Michael Huber, who moved to Greenland in 2001, spearheaded the monument project. He convinced people to donate their time, money or expertise to help honor the sacrifices made by each fallen son. As a former Marine, Huber was committed to help honor Penny’s memory. Though the two were not close friends, all Marines consider other Marines as brothers, Huber said.

“I actually started on this right after Richard died,” Huber said. When it actually first started out, it was just going to be a stone for Richard.”

Greenland already had memorial cabinets for some of its fallen sons in the high school gymnasium. A cabinet containing Penny’s medals is to be placed in the gym with the other memorial cabinets, but the Penny family wanted an outside memorial. The gymnasium is closed to the public much of the year and Richard played football instead of basketball, Huber said, calling Penny “a monster on the field.”

But people who had heard of Huber’s plan soon suggested that Ledbetter’s and Ramey’s names also be included on the memorial. The addition of Ledbetter’s name was suggested first, but the addition of Ramey’s name made the stone more than merely a monument for Greenland’s fallen soldiers. Not only were these three men Greenland alumni, but also they had died while serving their community — local or larger.

“Heroes are all around us,” said Bill Groom, Greenland mayor. “One characteristic they usually share is they’re givers. They’re enablers. They make the ​people around them better. That’s a high compliment, and all three of these men displayed the same thing: they were heroes.”

Groom was among a handful of speakers at the event. Huber recited a poem he penned, titled “For the Fallen.”
“Age shall not weary them, nor the years condemn. At the going down of the sun and in the morning, we will remember them,” he said.
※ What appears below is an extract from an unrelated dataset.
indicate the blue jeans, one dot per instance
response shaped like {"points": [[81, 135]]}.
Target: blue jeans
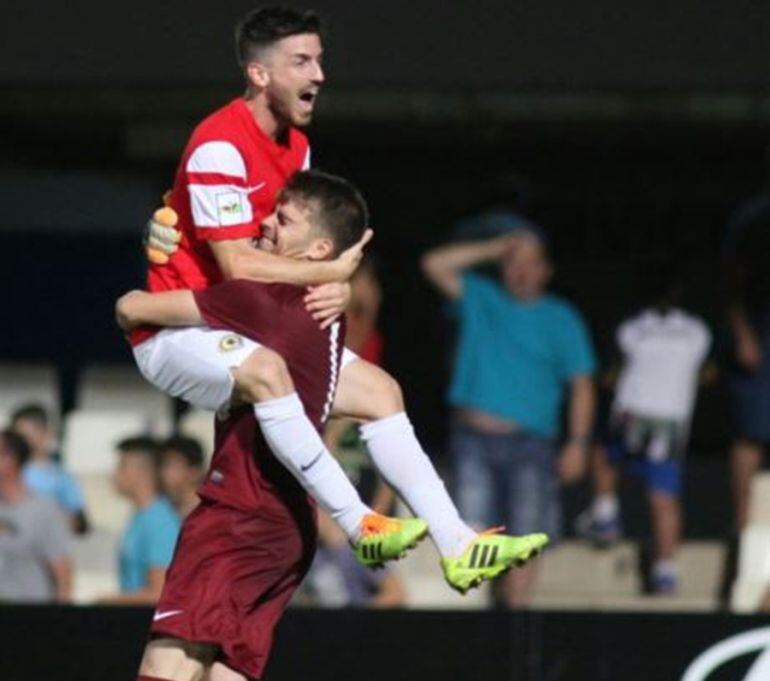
{"points": [[506, 480]]}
Air Force Brig. Gen. H.D. McCarty was the main speaker at the dedication.

“The worst wound of all is being forgotten,” McCarty said. “We’re here to remember these three young men. [If] we don’t link them to a greater purpose than what they were, they’re just men who are gone, and their hearts will broken only to those in the family.”

Rev. Eric Howerton of the First Baptist Church of Greenland delivered the invocation and benediction.

“Lord we thank you that there is no greater love than to lay down a life for a friend, and these men have done that,” Howerton prayed.

Charles Cudney, Greenland schools superintendant, delivered opening and closing remarks.

“I never worked for a school that has done a better job of recognizing this kind of service — walking in our gym and seeing that recognition,” Cudney said. “This theatre in the round sends the message that a thousand pages couldn’t write.”

The monument was made possible entirely through donations. Schwartz Stone of Springdale donated the stone, and Tune Concrete of Fayetteville donated the cement for the monument base. The stone etching was paid for with money donations, and Greenland High School shop students set the stone in the ground.